Report: Potential Seattle NHL owner won’t submit bid for team by deadline

Victor Coleman, a prospective owner of a Seattle NHL franchise, will not submit an official bid for an expansion club in the city before Monday's league deadline.
  • Author:
  • Publish date:

Victor Coleman, a prospective owner of a Seattle NHL franchise, will not submit an official bid for an expansion club in the city before Monday’s league deadline, according to KING-TV in Seattle. 

Phase one of the NHL’s expansion process is set to officially end July 20 and requires a down payment of $10 million along with a formal application for a team. The deadline and high cost required with a formal expansion application was thought to limit the number of cities who were able to make a formal bid. Seattle, Quebec City, Milwaukee and Las Vegas have each been mentioned as contenders for NHL franchises. 

Seattle has struggled in recent months to secure a potential new arena site for both a NBA and NHL team. City leaders are now beginning to focus on securing a professional hockey franchise in light of no available NBA franchise being available and the league being uninterested in expansion. 

MUIR: Steep fee, deadline narrows list of potential new teams

Coleman still has a strong desire to bring an NHL team to Seattle’s “SoDo” stadium district, the report said, where the NFL’s Seattle Seahawks and NHL’s Seattle Mariners play. 

In April, developers filed a permit to build an arena in Tukwila, Wash., a Seattle suburb.
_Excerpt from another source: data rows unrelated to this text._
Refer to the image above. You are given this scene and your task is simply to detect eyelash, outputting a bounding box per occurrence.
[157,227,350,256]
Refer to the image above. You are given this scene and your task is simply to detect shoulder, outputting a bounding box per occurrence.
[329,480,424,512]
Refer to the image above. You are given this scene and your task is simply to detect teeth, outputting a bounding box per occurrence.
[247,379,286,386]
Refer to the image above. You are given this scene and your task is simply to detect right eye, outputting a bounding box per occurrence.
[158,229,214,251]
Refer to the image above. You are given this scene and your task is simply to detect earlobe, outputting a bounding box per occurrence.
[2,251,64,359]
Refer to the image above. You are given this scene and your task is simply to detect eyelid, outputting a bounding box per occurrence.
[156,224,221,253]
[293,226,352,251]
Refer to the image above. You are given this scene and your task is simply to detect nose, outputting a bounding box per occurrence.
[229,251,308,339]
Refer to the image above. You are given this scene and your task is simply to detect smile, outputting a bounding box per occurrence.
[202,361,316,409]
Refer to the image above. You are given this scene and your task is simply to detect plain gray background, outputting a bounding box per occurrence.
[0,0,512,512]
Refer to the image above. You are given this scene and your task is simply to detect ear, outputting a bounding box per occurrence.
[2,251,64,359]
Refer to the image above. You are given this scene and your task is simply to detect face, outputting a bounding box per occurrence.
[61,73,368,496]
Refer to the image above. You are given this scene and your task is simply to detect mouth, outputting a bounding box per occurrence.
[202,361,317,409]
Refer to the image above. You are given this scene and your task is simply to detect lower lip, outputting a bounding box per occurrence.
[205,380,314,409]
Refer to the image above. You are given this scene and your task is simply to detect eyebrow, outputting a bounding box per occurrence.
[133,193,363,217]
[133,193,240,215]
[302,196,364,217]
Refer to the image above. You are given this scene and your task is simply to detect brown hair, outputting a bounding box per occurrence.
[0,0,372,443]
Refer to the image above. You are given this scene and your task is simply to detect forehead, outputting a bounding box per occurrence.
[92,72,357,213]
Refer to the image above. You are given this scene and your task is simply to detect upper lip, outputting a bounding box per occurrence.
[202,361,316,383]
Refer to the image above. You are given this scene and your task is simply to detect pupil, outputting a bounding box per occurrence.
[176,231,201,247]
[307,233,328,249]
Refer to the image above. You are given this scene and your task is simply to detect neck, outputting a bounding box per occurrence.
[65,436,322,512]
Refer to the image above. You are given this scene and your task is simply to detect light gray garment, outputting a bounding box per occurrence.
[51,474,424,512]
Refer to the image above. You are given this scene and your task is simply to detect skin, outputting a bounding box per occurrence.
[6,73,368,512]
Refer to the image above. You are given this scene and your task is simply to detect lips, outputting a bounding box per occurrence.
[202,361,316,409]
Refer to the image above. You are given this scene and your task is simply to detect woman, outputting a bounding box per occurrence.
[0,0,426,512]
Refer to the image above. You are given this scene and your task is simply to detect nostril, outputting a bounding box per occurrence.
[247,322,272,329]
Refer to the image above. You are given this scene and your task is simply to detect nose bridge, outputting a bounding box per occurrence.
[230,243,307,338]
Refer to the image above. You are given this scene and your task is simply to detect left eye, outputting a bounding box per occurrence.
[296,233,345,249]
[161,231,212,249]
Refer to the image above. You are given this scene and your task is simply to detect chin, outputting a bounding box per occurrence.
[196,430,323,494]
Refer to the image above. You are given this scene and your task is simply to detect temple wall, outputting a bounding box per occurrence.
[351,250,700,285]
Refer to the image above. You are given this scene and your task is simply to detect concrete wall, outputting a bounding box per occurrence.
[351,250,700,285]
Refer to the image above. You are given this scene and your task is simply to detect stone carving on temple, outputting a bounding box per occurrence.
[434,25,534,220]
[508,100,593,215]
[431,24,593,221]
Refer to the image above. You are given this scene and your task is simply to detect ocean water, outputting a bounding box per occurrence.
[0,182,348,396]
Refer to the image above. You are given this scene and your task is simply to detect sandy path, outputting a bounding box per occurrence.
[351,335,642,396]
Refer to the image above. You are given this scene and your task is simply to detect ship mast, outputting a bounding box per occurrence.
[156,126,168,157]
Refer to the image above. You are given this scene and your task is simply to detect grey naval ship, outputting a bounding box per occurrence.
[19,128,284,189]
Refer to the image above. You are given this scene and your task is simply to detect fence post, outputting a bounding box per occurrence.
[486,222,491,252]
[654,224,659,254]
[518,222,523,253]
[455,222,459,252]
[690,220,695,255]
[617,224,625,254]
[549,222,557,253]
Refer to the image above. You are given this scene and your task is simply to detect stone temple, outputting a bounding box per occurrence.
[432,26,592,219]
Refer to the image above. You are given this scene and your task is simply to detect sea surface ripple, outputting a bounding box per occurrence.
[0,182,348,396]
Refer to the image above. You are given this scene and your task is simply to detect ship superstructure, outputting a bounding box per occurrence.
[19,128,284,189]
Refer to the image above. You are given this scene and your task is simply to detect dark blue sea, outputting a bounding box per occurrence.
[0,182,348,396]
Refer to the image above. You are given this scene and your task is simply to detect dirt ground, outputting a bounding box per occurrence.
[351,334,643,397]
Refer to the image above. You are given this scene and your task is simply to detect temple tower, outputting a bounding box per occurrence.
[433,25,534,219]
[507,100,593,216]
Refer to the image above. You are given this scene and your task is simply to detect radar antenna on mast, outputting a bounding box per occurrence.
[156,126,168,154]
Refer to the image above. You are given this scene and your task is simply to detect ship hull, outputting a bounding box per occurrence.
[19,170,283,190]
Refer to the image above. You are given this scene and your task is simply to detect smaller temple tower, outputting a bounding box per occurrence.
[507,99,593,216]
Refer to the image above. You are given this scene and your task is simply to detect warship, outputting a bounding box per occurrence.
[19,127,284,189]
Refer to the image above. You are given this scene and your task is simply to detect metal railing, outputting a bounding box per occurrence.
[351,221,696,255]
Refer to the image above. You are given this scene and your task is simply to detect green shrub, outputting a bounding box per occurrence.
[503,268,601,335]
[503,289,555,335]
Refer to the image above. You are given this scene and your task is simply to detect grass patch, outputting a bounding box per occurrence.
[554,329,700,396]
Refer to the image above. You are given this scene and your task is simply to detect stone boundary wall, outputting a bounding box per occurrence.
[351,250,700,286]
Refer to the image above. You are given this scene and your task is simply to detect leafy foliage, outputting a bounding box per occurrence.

On June 30, TheSeattle Times reported that a Connecticut-based investment banker, Ray Bartoszek, would formally apply to secure an NHL team in Tukwila. 

It is unclear if Bartoszek plans to file a formal application before Monday’s deadline. 

Chris Hansen, a developer who lead the city’s push to re-acquire an NBA franchise in 2012, proposed a shared NBA/NHL arena plan for the city that was approved by the Seattle City Council and the King County Council. That arena, which would have required significant public funding, would only receive taxpayer dollars toward its construction if an NBA team was secured to play in it. 

The city’s former NBA team, the SuperSonics, relocated after the 2007–2008 season to Oklahoma City.